Majority of times, engineering takes scientific discoveries forward in the form of products and utilitarian services. At times, engineering plays second fiddle to scientific projects‐‐‐It helps in next‐ level of scientific discoveries through infrastructural support. Let us consider Large Hadron Collider mega project recently conducted in CERN, Geneva. The very simulation of Big Bang has been an engineering feat‐‐‐this has been a pre‐requisite to determine what happens after the big bang event. Support role of engineering should not be misconstrued as engineering trivia. One mouse can bother an elephant! One bird can hit a plane and knock it down. We recently found that Dreamliners have used, instead of Nickel Hydride, Li‐ion batteries that produce twice the energy in half the space. However, pressure, and heat wear out the insulation and may cause short‐circuit resulting in fire on flight path. We truly understand the importance of Smart‐Auxiliary Engineering when we analyze how all Dreamliner flights were grounded worldwide because of batteries!
Benefits that science bring are transpired through technology products in daily life. In order to promote green concept, we are reducing use of thermal energy and going for solar and nuclear energy. Not just the power generation, smart grids are being conceived for better power distribution. Sustainable Engineering encourages that we build products that consume less energy and make a zero‐sum game with environment. Let us take example of electronic circuitry. Researchers have progressed to operate digital chipsets in 1.8 V instead of 3V or 5V. Energy‐aware protocols have also been designed. These techniques substantially help in overall power reduction for electronics equipments. Sustainable engineering addresses concerns around energy consumption, electro‐magnetic radiation hazard produced by cell towers and so on. How to reduce contamination and even re‐purify natural resources for our well being is the concept behind sustainable engineering that impacts product design phase
It looks gorgeous when city parks decorate vegetation in the form of horse or elephant! We can also design usable products inspired by flora and fauna. Cranes are built mimicking long‐necked giraffe. Mercedes‐Benz bionic concept vehicle has been designed understanding low coefficient of drag and rigid exo‐skeleton of Boxfish. In Japan, the first design of bullet train running at 200 mph had been an engineering marvel, but had one problem: as it comes of a tunnel, it produced a loud noise. This problem was resolved by studying beak of kingfisher as it swoops down to catch fish, touch the water surface and then go back up. Look at our national flower lotus. The lotus leaves manage to remain free of contaminants as they possess a field of small bumps and dust is easily picked up by water drops. The same principle is used in exterior paints, textiles and so on. Nature‐Inspired Engineering study objects and phenomena from nature to understand how a fundamental scientific principle works in daily life and apply the notions in product design.

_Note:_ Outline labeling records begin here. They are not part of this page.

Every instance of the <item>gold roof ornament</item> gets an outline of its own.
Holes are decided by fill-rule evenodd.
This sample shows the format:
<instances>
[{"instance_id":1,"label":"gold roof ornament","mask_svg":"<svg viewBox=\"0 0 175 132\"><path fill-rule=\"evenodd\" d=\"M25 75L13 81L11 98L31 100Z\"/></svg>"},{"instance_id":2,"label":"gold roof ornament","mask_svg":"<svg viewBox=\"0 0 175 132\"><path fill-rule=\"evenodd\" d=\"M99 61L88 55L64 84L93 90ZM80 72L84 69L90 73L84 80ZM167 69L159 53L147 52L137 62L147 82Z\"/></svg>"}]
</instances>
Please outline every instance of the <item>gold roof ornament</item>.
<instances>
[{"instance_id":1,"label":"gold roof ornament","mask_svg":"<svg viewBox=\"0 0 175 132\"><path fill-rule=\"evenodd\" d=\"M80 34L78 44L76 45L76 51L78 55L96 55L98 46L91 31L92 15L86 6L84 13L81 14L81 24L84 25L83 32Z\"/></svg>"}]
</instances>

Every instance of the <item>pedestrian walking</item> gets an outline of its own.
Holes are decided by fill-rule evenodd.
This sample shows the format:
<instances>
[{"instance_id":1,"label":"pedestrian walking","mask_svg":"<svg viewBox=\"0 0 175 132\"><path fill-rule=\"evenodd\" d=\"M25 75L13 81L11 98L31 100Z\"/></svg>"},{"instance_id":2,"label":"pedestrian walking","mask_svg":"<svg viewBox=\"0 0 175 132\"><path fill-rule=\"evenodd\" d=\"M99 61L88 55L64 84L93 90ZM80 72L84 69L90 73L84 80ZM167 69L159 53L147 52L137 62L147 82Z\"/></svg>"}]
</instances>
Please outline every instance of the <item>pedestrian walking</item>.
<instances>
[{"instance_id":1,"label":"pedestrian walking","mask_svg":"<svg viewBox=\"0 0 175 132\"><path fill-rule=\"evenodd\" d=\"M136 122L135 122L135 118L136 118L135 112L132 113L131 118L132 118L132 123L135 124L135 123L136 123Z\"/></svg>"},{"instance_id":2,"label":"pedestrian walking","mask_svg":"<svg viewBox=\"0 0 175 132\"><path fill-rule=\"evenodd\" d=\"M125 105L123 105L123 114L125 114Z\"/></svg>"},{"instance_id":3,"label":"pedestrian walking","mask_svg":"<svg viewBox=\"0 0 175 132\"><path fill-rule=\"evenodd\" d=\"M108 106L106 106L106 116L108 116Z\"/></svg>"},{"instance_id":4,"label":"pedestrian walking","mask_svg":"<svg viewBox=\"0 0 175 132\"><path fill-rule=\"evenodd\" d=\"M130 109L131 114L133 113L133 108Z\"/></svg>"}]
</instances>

Engineering foundations that are based on strong theory and driven by science can be quite forward‐looking. Information theory to game theory, number theory to string theory all have been playing role in telecommunication, cryptography and other associated areas. Let us think about how physical world and digital world are fusing! Technology is moving from virtual reality to augmented reality. User interactions are changing from touch‐base to gesture‐controlled. Integration of audio, visual and haptic feedback is becoming part of next user interaction. Let us consider quantum cryptography as another example of Forward‐Looking Engineering. Quantum computing uses qubits with superposition and entanglement. Using these basic principles, quantum teleportation allows same entity to be in two places simultaneously, but observation decoheres. Forward‐looking engineering aims to manifest scientific ideas or even science fiction concepts to reality.